Research at the Cassel Hospital has, so far, indicated that adults who have had abusing experiences in childhood and who respond to these experiences by an inhibition of reflective self-function are less likely to resolve their abuse, and are also more likely to manifest borderline pathology (Fonagy et al., 1996). Their diminished capacity for self-reflection seems to make them unlikely to seek the kind of self-reflective help offered by psychoanalysis; instead, they will look for environmental solutions to their difficulties. From the effect of our treatment programme, the indications are that if the abused child or adult has access to a relationship which can help them deal with the emotional impact of their abuse, they can to some degree resolve the experience; they may then be protected from severe borderline pathology.
a sense, the treatment experience provides a setting for the possibility of
just such a resolution of past abuse. Indeed, the treatment of the abused child
is perhaps less concerned with the issue of recovered memories of the past as
such than in confronting the emotional impact of the abuse, and the effect of
the abuse on the mind's emotional functioning. Not infrequently, this issue arrives
in an analysis when the patient makes a particular kind of emotional impact on
the analyst. It would be too simplistic to describe the situation as being one
in which the analyst becomes the abuser in the transference, though not untrue,
it seems too gross a description of what may take place. Rather, the analyst almost
inevitably proves to be a failure, there is a breakdown in usual functioning;
a failure of nerve or some lapse in concentration. The reasonably empathic atmosphere
may suddenly deteriorate, with the ready creation of misunderstandings, which
may leave the analyst feeling that he or she has somehow mistreated the patient.

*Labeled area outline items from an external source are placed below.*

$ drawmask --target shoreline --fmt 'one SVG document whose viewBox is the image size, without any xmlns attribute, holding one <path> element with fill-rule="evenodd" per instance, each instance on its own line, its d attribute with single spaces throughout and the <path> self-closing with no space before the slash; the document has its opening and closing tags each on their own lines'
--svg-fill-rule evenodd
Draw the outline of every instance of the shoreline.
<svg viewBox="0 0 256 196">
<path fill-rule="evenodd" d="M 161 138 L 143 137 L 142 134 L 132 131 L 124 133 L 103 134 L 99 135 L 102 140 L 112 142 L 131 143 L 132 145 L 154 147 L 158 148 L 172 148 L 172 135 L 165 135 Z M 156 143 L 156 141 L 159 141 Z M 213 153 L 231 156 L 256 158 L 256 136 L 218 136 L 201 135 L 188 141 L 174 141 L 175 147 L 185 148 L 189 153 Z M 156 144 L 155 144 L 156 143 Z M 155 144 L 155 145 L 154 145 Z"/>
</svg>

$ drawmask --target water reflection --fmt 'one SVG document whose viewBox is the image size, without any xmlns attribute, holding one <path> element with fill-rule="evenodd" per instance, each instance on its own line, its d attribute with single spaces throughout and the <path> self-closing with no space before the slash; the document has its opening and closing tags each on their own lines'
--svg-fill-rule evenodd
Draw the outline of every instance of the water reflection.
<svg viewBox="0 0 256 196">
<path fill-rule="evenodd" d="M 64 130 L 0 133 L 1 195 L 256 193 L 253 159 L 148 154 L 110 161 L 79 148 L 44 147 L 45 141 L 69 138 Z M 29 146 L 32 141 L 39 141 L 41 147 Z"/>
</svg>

Rather as in the treatment of abused children outlined above, the abused adult
will re-create the emotionally absent parent, the parent who could not bear the
child's pain and vulnerability and who has left the child with a sense that the
environment has fundamentally failed him or her, and that there is a kind of breach,
or unbridgeable gap, in the parenting experience. An unbridgeable gulf may suddenly
appear between patient and analyst, which either party may be tempted to deal
with by some kind of precipitous action, such as termination. Bearing the unbearable
is an issue in any analysis, but with the abused adult it somehow becomes acutely
relevant. Other themes may include the familiar one of testing of the analytic
boundaries and overemphasizing the role of the abuse, by, for example, tapping
into the analyst's wish to find answers rather than accept uncertainty. Finally,
the pre-abused child's body may become idealized, while the postabused body may
become a source of persecution. The patient's body, which obviously experienced
real intrusion and damage, may feel unintegrated.